Бородач, казалось, не обращал на нее внимания; отвернувшись, обменивался на неизвестном Аурелии языке гневными репликами с остальными библиотекарями. Она присмотрелась к нему внимательней. Мужчина был младше, чем казался на первый взгляд, грязная туника, испачканные волосы и обожженная кожа успешно его маскировали. Судя же по рубиевому перстню на шестом пальце и гневу в присутствии стратегоса Бербелека, он мог оказаться даже аристократом.

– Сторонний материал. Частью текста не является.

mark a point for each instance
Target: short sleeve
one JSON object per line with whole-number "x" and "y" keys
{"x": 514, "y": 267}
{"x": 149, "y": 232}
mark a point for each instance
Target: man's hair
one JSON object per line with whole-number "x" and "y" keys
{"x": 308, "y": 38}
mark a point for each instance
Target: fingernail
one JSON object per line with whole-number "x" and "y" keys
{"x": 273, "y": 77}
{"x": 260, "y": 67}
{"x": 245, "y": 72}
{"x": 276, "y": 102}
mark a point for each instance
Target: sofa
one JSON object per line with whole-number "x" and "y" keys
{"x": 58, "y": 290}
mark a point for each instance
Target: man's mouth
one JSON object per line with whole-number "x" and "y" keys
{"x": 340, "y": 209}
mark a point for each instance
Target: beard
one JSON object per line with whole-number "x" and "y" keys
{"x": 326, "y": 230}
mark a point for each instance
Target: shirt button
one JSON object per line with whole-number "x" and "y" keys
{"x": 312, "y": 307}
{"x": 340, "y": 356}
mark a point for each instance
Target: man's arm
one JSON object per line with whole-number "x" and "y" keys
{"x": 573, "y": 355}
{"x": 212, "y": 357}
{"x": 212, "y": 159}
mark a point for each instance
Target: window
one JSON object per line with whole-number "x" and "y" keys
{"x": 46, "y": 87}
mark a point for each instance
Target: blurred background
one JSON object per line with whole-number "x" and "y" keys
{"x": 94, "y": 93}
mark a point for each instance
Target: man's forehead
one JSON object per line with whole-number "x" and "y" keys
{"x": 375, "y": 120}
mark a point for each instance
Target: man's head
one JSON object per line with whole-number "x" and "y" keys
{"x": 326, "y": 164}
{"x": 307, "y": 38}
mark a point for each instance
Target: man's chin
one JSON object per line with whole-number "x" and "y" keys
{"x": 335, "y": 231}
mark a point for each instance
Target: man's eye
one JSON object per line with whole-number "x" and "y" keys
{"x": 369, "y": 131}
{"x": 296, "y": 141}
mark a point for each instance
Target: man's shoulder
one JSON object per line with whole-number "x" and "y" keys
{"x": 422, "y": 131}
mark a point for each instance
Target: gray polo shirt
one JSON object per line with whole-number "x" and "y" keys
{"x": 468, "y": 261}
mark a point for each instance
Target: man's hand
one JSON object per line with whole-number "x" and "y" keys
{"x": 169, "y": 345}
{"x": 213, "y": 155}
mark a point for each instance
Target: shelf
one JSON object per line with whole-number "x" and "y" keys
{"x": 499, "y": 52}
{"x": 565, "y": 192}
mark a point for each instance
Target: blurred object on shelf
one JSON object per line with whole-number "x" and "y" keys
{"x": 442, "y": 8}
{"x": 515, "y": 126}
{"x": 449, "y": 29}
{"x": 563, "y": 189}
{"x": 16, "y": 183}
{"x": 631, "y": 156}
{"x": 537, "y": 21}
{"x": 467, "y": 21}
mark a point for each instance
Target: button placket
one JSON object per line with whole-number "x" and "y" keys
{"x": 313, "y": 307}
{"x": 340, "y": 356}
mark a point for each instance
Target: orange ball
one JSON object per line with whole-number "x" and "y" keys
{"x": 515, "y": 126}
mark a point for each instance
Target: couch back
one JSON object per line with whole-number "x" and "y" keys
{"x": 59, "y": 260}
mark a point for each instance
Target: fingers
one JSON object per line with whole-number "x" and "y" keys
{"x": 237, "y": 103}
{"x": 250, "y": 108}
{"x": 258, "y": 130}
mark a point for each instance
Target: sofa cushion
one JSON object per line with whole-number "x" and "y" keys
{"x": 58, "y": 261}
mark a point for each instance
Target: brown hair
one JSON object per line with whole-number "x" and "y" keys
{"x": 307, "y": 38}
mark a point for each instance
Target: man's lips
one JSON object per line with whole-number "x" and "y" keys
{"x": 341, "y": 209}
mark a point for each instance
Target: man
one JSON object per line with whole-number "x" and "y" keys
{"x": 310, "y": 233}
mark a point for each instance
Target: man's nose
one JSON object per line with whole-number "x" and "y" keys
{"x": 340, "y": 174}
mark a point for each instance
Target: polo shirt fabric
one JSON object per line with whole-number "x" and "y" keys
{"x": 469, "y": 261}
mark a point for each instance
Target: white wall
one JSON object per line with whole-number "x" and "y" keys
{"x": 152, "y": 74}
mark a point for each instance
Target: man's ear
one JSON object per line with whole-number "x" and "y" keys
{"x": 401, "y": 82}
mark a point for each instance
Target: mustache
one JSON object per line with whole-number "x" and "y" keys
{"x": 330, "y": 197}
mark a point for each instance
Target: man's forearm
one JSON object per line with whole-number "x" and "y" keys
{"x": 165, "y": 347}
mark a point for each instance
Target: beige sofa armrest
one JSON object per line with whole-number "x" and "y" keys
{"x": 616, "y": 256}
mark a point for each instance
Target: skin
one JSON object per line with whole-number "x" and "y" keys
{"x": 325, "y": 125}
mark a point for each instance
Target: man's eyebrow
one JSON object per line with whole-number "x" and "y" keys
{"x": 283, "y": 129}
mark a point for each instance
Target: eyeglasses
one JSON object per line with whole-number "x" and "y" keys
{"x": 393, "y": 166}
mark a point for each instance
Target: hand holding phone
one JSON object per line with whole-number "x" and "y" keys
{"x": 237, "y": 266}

— А конкретно «Зимняя повесть» Людвига Гуна, — тем временем объяснял Метону Месите эстлос Иероним. — Часть, где содержится известие об обручении и свадьбе Максима Рога. Существует также повествующая о тех событиях поэма Абаши Мстисловича, порой прибавляемая к «Зимней повести». Кроме того, предпровегова версия известий об Исидоре Родийском; тогда его еще не считали легендой, Фукидид Второй составил записку об убийстве кратистоса Петра Акантийца как об историческом факте. Знаю, что, кроме «Славы» Фукидида, об этом говорится в «Дневниках Черносонческих» — говорят, у вас есть их полное издание.
— Эстлос…
— Укажи человека.
— Мы еще не добрались до древней истории. Пока что мы —
— Пойду сам.
— Вызовешь пожар, эстлос —
— Хватит. Аурелия, останься.
Стратегос бросил луннице пирикту (та поймала ее в воздухе над стеной книг, в последний момент удержавшись от огненного взмаха руки), схватил Метона за локоть и повлек его внутрь хранилищ Библиотеки. Хоррорные направились следом.
Бородач смерил Аурелию внимательным взглядом из-под нахмуренных бровей. Прижимая горящую рикту к боку, она осторожно попятилась из лабиринта пергамента и бумаги, пока не оказалась на растрескавшихся плитах Святого Круга, за руинами портика Библиотеки. Вавилонянин, отерев ладони о тряпку и бросив ее в лужу, пошел за девушкой.